I was EXTREMELY apprehensive about seeing this second part after my disappointing first exposure to Twilight. Especially since it would cost me $11 this time versus a borrowed DVD. Sitting in a theater of what can only be described as a giant 13 year old girl’s slumber party, it did not help ease my already waning, semi-open mind. So you should be just as shocked as myself to read the following lines; To my surprise, about halfway through the movie, I actually thought to myself ‘this is not half bad’. After I realized the ceiling was not going to collapse in on me for thinking such counter intuitive thoughts, I settled in for the rest of the movie.

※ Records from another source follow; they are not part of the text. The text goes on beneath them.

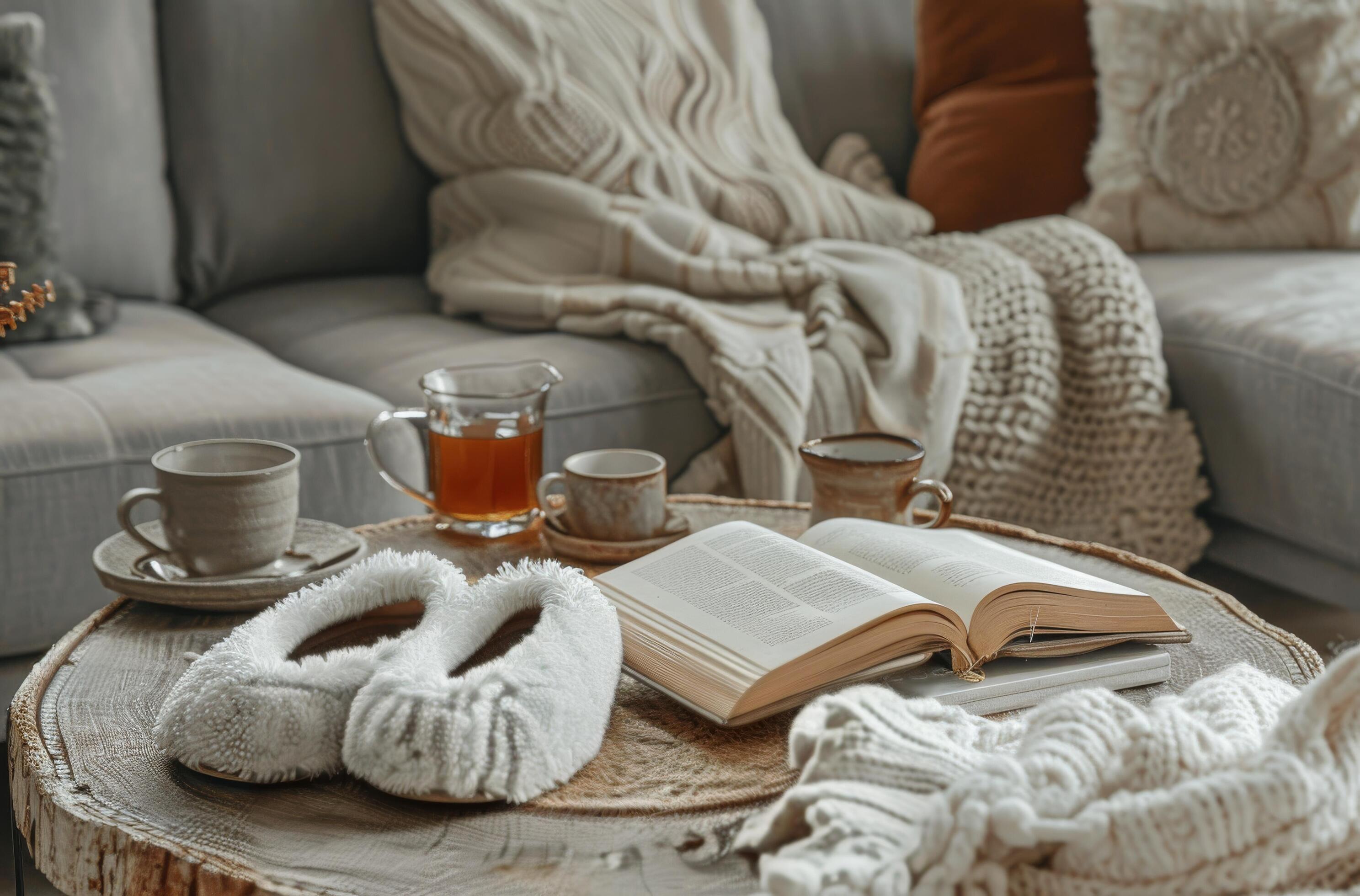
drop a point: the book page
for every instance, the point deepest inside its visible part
(951, 566)
(757, 592)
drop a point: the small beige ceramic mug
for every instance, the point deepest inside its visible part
(226, 505)
(613, 496)
(872, 476)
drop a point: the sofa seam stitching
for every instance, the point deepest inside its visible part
(1264, 359)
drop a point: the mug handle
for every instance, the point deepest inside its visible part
(942, 494)
(370, 443)
(546, 485)
(126, 506)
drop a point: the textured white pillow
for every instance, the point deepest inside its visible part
(1226, 124)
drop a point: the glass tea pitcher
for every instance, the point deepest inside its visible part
(483, 433)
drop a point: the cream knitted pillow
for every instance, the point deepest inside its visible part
(1226, 124)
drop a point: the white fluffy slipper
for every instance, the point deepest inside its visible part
(245, 710)
(507, 729)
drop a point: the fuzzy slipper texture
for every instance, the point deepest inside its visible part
(511, 728)
(248, 710)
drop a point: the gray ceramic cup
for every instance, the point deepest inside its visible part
(226, 505)
(613, 496)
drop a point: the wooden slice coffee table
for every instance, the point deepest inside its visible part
(104, 812)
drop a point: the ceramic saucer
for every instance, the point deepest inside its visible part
(124, 566)
(613, 553)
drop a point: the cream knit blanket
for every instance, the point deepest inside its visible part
(1239, 785)
(622, 168)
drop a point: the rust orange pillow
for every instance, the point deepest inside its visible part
(1006, 105)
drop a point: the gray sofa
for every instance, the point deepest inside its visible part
(236, 172)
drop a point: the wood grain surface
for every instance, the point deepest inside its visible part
(104, 812)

Under the new direction of Chris Weitz, New Moon went from a vapid shell of a movie to genuine guilty pleasure. Sure, it is far from quality cinema but at least it presents itself with a little dignity and some self-awareness of what it is. While the general premise doesn’t change at least the rest of the movie elements catches up from the first outing. Acting, dialogue, cinematography, score, and pacing soars to a sub-par level. New Moon has a resemblance of an actual movie instead of feeling like Dawson’s Creek meets Buffy. The same criticisms still linger from the first movie like overly drawn out, angst filled moments, nose grazing, excessive slow motion, and so on. However, this time there is a little more balance to help you keep your popcorn and soda down. After a year, it felt like the handling of the material matured along with the actors. It could be so much better but at least it allowed me to focus on the story instead on constant eye rolling or checking my watch.

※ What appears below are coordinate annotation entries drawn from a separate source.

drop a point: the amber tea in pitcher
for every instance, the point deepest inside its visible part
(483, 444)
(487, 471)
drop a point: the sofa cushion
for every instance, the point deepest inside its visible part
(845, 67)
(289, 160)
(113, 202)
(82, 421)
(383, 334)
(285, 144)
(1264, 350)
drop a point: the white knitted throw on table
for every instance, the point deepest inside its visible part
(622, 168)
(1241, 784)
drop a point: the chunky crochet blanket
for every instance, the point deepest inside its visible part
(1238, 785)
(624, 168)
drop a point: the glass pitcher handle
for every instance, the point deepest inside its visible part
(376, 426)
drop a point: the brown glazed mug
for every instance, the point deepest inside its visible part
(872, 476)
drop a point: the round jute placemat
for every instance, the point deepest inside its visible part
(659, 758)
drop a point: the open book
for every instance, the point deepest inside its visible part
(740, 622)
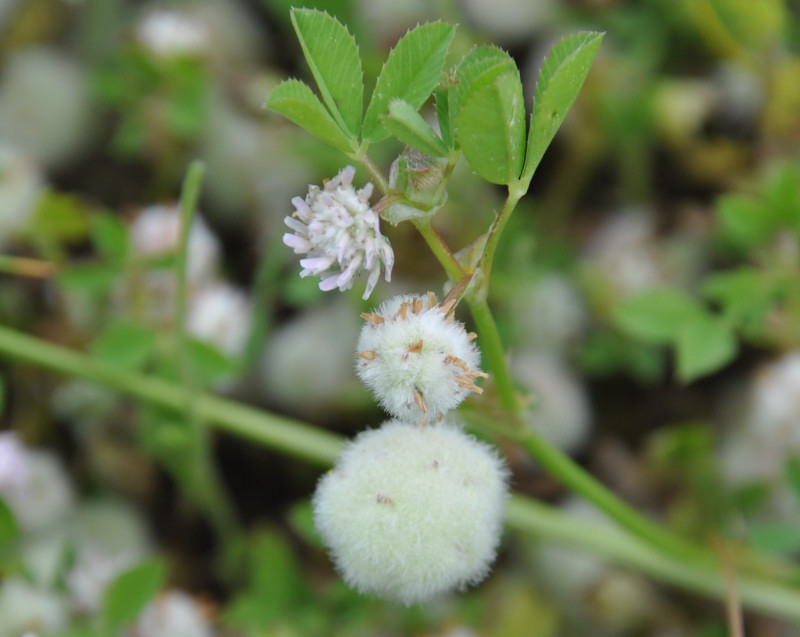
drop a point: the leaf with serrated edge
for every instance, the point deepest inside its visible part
(560, 80)
(485, 62)
(491, 128)
(411, 72)
(703, 345)
(405, 123)
(296, 101)
(332, 55)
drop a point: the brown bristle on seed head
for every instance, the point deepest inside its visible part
(444, 309)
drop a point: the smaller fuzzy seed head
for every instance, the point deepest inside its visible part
(412, 512)
(339, 233)
(418, 361)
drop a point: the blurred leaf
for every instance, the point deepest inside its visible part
(656, 315)
(186, 84)
(90, 278)
(301, 519)
(9, 531)
(110, 235)
(792, 472)
(491, 128)
(704, 344)
(405, 123)
(124, 344)
(730, 24)
(410, 73)
(208, 363)
(775, 537)
(130, 592)
(482, 61)
(130, 135)
(745, 294)
(332, 54)
(604, 353)
(296, 101)
(745, 222)
(276, 584)
(560, 80)
(59, 220)
(782, 193)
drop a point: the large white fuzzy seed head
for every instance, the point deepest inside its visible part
(416, 358)
(412, 512)
(339, 233)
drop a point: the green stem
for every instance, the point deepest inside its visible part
(581, 482)
(360, 155)
(283, 434)
(515, 193)
(613, 544)
(203, 481)
(494, 354)
(440, 249)
(321, 447)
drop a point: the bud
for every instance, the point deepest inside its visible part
(416, 358)
(422, 182)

Personally, I felt the story was strongest when the two mains, Edward and Bella, were apart which was for about 2/3rd of the film. The political tension between the vampires, wolves, and humans actually drew me in. I did find myself aligning with factions and hoping for certain outcomes. Weitz does a good job forcing you to sympathize with the carefully orchestrated love triangle of Bella/Edward/Jacob. I found myself to be siding ‘Team Jacob’ which is grossly embarrassing to admit. The story takes an odd leap near about the 3/4 mark to Italy where it turns into a spectacle version of Matrix meets Angels and Demons. It was an interesting layer but awkwardly handled. This is probably much better fleshed out in the book.
I was a little surprised to read the RottenTomatoes gave this one a 30% verses a 49% like its predecessor. New Moon was a more complete package offering a little bit to everyone instead of to the exclusively simple, 12 year old, mopy female.
In conclusion, I am intentionally resisting my thoughts on characters, motive, message, and culture for my “Twilight phenomenon Special” to follow soon. Thanks for reading and let me know what you thought of it.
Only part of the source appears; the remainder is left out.